2. Description of the Related Art
With the proliferation of information communication services throughout the world, various data communication networks are being constructed and used. However, the problems encountered with these data communication networks are that even though users need high speed/high quality information communication services such as multimedia services, the environment for service provision including data communication networks fails to meet users' needs.
Therefore, the ITU-T has defined quality factors and quality values of data communication in order to provide better services of high quality in providing information communication services by using a data communication network, and has recommended it to be used by communication network operating bodies. Currently, some of the quality factors recommended by the ITU-T are used by almost all communication network operating bodies as their quality standard for a data communication network to control the quality of data communication.
Quality values recommended and used by the ITU-T and communication network operating bodies include the following: a call set-up delay, a call set-up error probability, a call set-up failure probability, a data packet transfer delay, a throughput capacity, a residual error probability, a premature disconnect probability, a premature disconnect stimulus probability, a reset probability, a reset stimulus probability, a clear indication delay, a call clear failure probability, a service availability, and a meantime between service outage.

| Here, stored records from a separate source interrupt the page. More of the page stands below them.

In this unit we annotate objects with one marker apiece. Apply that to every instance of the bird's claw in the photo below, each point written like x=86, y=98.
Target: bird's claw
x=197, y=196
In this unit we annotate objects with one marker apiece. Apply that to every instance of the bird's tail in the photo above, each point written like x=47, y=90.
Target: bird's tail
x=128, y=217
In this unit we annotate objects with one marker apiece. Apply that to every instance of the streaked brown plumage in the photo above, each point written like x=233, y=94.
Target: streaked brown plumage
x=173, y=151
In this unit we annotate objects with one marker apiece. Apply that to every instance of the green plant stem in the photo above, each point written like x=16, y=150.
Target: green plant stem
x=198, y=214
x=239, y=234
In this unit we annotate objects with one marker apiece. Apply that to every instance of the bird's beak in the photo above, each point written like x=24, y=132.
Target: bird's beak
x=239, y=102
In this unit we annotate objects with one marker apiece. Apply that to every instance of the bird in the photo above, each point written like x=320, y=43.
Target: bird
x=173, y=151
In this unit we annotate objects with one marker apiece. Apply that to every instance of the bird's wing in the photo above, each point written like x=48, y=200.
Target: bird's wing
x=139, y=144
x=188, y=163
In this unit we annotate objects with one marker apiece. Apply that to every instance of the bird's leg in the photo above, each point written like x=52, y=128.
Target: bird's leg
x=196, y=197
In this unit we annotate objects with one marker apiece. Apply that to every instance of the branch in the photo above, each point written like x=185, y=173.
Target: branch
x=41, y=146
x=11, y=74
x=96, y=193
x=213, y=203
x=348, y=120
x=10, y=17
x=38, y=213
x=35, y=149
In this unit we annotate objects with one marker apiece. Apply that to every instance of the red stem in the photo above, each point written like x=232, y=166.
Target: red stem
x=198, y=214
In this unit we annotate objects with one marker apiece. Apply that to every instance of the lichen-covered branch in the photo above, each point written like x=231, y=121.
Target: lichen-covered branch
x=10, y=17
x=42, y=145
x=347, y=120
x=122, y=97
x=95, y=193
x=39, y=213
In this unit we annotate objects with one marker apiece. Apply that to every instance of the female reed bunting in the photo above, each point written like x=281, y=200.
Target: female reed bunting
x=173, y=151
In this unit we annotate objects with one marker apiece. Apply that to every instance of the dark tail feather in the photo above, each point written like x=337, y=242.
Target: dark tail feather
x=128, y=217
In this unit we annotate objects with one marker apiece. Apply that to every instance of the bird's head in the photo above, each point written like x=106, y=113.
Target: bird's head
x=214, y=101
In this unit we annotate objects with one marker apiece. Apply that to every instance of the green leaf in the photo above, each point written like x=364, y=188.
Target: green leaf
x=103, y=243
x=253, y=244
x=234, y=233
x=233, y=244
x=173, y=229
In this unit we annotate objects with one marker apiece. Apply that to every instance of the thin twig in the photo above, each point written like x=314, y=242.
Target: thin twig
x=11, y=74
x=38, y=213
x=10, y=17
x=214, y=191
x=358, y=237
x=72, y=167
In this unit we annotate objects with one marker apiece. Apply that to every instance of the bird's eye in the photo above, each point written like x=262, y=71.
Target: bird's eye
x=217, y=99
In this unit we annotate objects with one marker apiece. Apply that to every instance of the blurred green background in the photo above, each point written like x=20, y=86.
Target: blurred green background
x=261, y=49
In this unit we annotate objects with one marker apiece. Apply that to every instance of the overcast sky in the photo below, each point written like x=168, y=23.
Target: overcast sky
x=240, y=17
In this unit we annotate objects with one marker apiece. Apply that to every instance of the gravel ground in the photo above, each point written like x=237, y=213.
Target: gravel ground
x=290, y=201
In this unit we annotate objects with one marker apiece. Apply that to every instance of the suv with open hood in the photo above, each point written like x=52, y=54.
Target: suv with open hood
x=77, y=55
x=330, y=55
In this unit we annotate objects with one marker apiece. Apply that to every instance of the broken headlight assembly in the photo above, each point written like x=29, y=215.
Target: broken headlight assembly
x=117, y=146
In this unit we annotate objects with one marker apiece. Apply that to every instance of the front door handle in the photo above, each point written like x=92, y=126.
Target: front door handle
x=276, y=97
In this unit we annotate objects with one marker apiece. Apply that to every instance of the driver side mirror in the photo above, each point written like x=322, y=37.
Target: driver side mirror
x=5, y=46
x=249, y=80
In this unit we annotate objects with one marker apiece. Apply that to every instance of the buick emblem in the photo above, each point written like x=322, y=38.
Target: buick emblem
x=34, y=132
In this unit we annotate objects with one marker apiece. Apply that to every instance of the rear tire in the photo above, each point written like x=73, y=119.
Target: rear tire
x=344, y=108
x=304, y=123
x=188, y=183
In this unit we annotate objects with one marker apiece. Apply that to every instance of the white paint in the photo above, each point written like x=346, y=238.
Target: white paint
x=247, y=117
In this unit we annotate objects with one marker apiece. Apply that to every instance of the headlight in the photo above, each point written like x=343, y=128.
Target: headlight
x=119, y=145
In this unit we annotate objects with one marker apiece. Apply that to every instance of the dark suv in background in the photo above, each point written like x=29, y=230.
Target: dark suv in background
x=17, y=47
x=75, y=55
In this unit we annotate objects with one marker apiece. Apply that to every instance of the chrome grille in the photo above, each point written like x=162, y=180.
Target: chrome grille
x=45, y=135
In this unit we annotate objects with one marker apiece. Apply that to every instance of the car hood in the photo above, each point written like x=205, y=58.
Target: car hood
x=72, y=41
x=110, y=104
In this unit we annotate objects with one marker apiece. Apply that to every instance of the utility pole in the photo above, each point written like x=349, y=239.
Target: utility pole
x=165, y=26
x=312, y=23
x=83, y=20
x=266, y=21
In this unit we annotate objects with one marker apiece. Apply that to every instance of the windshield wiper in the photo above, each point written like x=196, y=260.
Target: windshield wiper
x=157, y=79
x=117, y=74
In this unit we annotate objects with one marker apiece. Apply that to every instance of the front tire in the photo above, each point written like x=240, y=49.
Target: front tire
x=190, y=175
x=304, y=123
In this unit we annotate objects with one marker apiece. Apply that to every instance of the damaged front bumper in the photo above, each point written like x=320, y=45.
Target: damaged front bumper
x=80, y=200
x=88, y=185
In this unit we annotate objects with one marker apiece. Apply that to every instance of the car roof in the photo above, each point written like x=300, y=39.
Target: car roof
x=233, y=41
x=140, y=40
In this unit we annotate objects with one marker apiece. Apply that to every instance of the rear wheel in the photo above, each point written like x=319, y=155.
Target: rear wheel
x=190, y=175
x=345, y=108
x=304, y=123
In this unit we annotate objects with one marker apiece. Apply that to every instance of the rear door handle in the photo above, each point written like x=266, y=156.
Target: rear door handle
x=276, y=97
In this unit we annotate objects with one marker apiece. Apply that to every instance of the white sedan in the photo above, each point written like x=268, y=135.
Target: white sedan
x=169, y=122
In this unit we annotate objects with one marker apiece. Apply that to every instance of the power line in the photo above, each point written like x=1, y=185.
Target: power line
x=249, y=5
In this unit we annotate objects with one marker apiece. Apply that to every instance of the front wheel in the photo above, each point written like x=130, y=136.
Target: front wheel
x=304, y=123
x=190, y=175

A method of extracting the call set-up failure probability and the premature disconnect probability was presented by the ITU-T based on the system as shown in FIG. 1. The call set-up failure probability is a measure representing the quality of call set-up, and can be expressed by a rate of the number of call failures to the number of total call attempts. The premature disconnect probability is a measure representing the reliability of user information transmission, and can be expressed by the probability that a virtual call will experience a premature disconnect event for arbitrary intervals due to some causes arising from within the path constituted by the virtual call.

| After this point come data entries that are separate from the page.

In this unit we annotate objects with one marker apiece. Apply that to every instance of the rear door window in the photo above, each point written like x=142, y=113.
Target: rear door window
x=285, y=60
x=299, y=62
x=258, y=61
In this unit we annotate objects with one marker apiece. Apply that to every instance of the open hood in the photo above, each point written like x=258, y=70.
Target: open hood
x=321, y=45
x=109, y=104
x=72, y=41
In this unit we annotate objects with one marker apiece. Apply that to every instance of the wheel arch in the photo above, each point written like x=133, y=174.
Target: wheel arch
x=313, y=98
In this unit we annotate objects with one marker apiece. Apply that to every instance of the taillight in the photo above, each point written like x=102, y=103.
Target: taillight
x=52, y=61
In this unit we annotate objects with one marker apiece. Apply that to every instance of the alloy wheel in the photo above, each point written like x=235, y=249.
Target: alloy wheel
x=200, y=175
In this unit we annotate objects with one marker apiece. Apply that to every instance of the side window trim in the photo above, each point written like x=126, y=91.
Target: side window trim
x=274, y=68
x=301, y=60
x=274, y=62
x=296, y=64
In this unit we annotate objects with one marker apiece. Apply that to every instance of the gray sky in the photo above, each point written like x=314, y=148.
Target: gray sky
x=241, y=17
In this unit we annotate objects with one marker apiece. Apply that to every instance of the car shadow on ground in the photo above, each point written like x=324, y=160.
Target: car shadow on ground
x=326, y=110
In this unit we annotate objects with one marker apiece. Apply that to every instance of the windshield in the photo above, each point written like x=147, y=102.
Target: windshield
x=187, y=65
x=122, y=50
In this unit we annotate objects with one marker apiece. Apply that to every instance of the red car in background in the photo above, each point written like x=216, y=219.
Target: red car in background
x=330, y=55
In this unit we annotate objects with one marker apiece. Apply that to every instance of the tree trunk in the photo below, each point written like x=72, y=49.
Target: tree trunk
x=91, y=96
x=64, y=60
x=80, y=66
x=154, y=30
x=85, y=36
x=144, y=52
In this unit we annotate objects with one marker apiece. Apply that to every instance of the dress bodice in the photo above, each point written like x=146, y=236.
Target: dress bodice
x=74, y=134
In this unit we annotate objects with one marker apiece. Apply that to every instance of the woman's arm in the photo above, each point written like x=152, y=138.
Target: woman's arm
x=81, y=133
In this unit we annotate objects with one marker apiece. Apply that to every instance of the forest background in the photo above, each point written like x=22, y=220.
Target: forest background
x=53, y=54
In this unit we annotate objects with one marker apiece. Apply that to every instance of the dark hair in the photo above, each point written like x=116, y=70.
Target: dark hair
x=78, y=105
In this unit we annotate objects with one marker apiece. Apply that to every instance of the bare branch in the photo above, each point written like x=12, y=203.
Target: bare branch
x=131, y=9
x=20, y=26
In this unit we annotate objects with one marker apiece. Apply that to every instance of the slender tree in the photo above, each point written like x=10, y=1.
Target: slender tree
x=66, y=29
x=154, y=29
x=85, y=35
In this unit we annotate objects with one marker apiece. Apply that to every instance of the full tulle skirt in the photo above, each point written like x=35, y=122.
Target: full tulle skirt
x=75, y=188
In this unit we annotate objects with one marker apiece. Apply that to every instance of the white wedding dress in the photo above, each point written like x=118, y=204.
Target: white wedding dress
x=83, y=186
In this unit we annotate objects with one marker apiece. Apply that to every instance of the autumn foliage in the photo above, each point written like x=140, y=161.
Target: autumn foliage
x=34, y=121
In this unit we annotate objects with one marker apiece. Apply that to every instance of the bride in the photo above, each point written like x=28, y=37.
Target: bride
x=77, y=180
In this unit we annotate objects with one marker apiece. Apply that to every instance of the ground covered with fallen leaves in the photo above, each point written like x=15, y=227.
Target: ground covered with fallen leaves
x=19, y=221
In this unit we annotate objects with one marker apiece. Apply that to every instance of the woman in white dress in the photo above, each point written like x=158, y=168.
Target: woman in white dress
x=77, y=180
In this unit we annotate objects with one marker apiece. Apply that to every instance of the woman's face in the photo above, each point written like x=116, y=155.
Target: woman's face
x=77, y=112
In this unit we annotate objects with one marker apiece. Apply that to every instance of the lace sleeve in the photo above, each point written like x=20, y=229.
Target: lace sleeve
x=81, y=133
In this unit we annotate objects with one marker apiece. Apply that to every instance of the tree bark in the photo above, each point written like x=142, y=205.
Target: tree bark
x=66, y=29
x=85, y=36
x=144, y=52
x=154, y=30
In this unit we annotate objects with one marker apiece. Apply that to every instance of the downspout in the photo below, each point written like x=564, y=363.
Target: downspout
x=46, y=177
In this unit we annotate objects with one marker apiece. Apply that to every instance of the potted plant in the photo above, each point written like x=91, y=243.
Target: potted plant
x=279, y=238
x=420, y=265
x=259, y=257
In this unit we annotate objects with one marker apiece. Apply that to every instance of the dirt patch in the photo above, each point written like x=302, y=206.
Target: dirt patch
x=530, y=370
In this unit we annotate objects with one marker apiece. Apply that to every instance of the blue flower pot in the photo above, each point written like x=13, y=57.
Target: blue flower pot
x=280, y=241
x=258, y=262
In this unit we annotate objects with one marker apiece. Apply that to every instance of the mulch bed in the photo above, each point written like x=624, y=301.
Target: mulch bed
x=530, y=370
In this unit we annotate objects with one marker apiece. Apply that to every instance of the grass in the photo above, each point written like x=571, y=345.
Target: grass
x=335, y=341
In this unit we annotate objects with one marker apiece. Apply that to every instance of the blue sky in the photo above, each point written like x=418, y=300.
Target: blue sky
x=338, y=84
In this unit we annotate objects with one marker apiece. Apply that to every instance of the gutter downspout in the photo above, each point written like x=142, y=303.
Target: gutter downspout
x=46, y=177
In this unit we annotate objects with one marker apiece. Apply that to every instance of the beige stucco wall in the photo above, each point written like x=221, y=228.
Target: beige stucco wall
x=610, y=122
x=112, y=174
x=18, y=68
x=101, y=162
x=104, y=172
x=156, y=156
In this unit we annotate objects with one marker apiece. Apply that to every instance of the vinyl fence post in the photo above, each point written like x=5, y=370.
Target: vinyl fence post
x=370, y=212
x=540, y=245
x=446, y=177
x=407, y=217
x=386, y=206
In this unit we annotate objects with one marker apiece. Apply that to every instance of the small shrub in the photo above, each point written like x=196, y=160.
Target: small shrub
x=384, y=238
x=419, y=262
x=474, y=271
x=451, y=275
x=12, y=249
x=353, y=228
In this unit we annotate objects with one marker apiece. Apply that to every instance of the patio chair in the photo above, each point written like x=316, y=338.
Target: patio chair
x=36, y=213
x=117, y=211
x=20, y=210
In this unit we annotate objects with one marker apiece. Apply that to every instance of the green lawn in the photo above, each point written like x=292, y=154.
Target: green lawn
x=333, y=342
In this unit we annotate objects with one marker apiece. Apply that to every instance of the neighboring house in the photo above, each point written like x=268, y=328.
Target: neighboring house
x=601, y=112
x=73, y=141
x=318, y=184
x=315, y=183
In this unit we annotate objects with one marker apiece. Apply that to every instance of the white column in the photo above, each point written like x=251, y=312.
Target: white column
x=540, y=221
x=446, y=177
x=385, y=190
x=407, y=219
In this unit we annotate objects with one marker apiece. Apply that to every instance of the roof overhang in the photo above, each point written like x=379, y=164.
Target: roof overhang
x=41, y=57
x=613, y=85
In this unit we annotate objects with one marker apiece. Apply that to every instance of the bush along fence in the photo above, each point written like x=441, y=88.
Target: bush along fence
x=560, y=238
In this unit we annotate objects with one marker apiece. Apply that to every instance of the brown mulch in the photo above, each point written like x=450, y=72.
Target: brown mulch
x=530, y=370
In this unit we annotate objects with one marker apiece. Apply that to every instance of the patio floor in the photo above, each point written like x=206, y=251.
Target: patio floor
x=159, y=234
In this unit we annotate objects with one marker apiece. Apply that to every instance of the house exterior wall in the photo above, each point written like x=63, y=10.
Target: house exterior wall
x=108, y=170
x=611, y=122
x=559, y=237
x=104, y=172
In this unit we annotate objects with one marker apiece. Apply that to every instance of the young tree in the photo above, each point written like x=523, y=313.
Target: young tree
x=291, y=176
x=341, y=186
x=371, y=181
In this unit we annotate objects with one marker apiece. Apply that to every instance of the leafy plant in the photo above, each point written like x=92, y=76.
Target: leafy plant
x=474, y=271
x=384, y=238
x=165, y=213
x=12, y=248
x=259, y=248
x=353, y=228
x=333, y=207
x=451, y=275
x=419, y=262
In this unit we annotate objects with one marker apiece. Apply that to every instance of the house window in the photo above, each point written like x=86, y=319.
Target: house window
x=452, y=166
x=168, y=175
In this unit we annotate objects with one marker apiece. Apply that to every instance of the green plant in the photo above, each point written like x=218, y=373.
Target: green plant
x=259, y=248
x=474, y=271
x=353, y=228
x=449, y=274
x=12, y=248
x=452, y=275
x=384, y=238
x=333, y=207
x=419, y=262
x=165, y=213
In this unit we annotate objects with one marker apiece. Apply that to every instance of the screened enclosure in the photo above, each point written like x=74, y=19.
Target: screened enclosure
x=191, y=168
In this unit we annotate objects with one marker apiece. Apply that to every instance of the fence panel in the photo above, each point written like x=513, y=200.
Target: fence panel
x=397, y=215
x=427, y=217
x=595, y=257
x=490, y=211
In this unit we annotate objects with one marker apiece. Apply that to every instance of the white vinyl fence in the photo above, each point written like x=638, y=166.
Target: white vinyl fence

The system in FIG. 1 comprises a measurement control unit 1, a unit subjected to measurement 2, and a measuring device 3 which can monitor a protocol between the measurement control unit 1 and the unit subjected to measurement 2. In accordance with this system environment, a line, which can represent a data communication network, is selected. The measurement control unit 1, the unit subjected to measurement 2, and the measuring device 3 are installed at the center, on the line subjected to measurement, and on the network line, respectively. Then, a call set-up test and a premature disconnect test are performed. In this case, the restrictions at the time of extracting quality values are applied by excluding some conditions such as unavailable conditions.

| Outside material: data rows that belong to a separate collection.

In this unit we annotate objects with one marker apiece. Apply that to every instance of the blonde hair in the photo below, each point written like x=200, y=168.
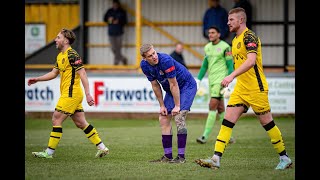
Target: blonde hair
x=240, y=12
x=145, y=48
x=70, y=35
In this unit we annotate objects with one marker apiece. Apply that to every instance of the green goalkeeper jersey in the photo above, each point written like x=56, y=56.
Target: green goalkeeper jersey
x=217, y=62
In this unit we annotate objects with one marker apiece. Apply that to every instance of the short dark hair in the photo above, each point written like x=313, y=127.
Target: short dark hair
x=214, y=27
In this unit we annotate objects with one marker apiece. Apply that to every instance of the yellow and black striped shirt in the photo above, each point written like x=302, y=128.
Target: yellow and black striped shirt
x=68, y=63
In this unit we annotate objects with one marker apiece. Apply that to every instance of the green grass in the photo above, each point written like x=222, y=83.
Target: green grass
x=133, y=143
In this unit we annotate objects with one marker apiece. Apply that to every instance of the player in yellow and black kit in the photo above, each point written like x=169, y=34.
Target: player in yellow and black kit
x=251, y=90
x=69, y=66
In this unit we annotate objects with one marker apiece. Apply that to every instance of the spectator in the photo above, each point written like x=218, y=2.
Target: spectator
x=250, y=90
x=116, y=18
x=246, y=5
x=217, y=16
x=218, y=63
x=72, y=72
x=177, y=53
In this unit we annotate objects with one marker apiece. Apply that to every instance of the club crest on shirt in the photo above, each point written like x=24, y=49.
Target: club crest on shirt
x=239, y=45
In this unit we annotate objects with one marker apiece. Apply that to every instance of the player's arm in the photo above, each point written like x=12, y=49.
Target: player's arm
x=85, y=83
x=158, y=92
x=50, y=75
x=251, y=43
x=229, y=60
x=175, y=91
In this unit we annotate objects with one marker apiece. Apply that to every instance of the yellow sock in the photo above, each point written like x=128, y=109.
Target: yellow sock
x=223, y=136
x=92, y=134
x=276, y=139
x=55, y=137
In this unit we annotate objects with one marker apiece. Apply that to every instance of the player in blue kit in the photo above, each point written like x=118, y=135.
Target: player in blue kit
x=180, y=89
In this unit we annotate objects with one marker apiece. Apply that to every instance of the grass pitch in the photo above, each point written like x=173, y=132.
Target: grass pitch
x=134, y=142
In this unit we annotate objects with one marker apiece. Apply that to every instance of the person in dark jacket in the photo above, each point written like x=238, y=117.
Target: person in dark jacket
x=177, y=54
x=217, y=16
x=116, y=18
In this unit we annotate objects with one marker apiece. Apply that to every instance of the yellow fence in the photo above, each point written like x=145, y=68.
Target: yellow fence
x=55, y=16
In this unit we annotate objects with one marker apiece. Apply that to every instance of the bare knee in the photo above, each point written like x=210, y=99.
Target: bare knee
x=180, y=120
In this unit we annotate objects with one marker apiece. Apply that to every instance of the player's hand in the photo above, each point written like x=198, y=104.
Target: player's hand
x=225, y=92
x=90, y=100
x=32, y=81
x=198, y=83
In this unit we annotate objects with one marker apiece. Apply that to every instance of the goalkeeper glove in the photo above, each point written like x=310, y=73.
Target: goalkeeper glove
x=225, y=92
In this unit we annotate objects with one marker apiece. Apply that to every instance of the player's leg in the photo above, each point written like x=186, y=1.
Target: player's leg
x=113, y=41
x=220, y=115
x=62, y=111
x=90, y=131
x=212, y=115
x=187, y=95
x=211, y=118
x=261, y=108
x=182, y=133
x=166, y=133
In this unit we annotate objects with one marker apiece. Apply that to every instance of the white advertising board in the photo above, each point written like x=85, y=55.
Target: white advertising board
x=134, y=94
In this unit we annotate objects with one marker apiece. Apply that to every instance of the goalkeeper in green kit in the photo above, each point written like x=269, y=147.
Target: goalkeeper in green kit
x=218, y=63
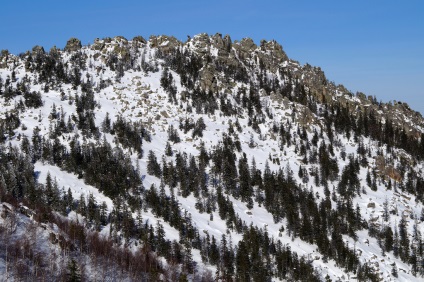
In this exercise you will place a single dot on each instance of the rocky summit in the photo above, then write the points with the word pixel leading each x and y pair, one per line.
pixel 204 160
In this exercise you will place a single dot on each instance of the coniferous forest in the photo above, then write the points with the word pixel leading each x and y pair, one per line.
pixel 205 160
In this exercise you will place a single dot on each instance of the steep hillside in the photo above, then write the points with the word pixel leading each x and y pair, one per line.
pixel 201 161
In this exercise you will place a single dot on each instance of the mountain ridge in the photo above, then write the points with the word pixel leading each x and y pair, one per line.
pixel 231 123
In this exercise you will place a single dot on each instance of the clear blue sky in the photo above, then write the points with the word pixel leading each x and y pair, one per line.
pixel 373 46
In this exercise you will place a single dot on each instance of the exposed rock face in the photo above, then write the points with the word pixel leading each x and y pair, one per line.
pixel 73 44
pixel 164 43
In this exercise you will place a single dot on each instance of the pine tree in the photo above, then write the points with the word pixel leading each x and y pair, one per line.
pixel 73 274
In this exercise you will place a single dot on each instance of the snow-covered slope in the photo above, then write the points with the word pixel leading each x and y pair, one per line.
pixel 279 116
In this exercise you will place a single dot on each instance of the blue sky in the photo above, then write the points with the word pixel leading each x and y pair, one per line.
pixel 375 47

However, the present packet-switched public data network (PSPDN) is spread over wide areas, and the number of lines is spread over several ten thousands. Therefore, the quality value calculated based on a selected portion of the total lines of the packet-switched public data network may not represent the quality of the whole packet-switched public data network. In the past, a data communication network supported a low speed model protocol, however, various speeds and protocols are currently supported by the communication network. For this reason, the measurement control unit 1, the unit subjected to measurement 2, and the measuring device 3 which can monitor a protocol between the measurement control unit 1 and the unit subjected to measurement 2 are needed to implement a system which can extract quality values of a communication network with the various speeds and protocols reflected. Also, there were many difficulties in implementing the system because it took a long period to extract quality values. For example, at least 200 call set-up tests, and call maintenance tests over 55 hours must be performed to calculate the quality standard value (type A for the domestic purpose) which is 5.times.10.sup.-3 for a call set-up failure probability, and 5.times.10.sup.-6 for a premature disconnect probability. This method estimates the quality value of the whole packet-switched public data network by using a few sample lines. Therefore, it is difficult to locate local lines whose quality have been degraded, to separate them from the network, and to analyze the cause of the degradation for improving the quality of a communication network. It is also difficult to reflect quality values into the design and engineering of the packet-switched public data network. Further, it is very costly to implement such a system.
Therefore, there have been problems in the art that the method of extracting quality values in accordance with the ITU-T is not adequate in view of the representativeness of quality values, the costs of implementing the system, and the efficiency of quality control; therefore the method is not adequate for use by communication network operating bodies.